You could also define min to work on a two tuple:
"let min' (a, b) = a < b then a else b" and you would get the expected
result when writing "min(2,3)". This would be the same as writing a Ruby
function expecting an array as argument to a min function.

It's correct that the empty tuple () can be applied to a function. But a
function can also be called without arguments at al (depending on its type).
A function without arguments evaluate to a constant and is only executed
once. There you sometimes write functions that take dummy arguments such as
the empty tuple to allow multiple evalutions (which is useful when printing,
say, linebreaks to an out stream).

The arguments are applied to OCaml differs from standard ML (SML) and it is
primary source of trouble to newcomers (i.e. me). (Someone said OCaml is big
on currying or something).

There is a reason for OCamls strange syntax: partially evaluated functions
and higher order functions (functions taking functions as arguments) becomes
very natural to work with.

If a function isn't provided with all arguments, the return value is a new
function that accepts the remaining arguments: "(min 2)" yields a new
function taking one integer and returns the smaller value of 2 and the
argument: "(min 2) 4" is the same as "min 2 4" but it happened was evaluated
in two steps (in bytecode this may matter, in assembly it's optimized away).
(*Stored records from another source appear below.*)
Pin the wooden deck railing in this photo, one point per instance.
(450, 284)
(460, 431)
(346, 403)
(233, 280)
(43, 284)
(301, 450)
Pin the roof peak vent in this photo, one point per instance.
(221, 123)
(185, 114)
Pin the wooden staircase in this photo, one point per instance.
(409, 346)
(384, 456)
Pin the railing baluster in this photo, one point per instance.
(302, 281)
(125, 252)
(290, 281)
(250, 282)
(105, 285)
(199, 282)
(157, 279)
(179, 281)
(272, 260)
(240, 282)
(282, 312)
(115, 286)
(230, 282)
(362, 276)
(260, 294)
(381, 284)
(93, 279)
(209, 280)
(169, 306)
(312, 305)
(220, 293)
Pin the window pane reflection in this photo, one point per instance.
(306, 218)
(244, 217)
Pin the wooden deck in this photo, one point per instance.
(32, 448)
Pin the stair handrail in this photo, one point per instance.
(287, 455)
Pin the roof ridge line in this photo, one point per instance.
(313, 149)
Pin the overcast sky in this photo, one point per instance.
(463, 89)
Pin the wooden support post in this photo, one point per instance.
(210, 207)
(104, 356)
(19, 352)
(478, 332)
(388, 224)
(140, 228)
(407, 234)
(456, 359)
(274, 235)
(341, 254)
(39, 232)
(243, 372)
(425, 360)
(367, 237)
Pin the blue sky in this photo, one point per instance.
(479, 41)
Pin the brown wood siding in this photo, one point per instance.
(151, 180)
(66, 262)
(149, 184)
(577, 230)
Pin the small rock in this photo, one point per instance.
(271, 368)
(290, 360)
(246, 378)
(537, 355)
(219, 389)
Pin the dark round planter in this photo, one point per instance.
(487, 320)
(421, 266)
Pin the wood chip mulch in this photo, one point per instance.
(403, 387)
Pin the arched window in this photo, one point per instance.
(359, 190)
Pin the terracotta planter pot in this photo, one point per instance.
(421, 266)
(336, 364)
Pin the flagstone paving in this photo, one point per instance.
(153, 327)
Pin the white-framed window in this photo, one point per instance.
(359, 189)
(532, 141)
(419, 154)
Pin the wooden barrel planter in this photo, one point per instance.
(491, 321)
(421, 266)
In conclusion: In OCaml you generally put the left parentheses before the
function name, rather than after it. This may look at bit like Lisp, but
isn't quite.

Tuples are very powerful datastructures in OCaml. They are not lists and
they are not arrays. They do, for example, make it much easier to handle
values in parser reductions. In Ruby you would use arrays or hashes, but
they have a much higher overhead. It would be nice with tuples in Ruby.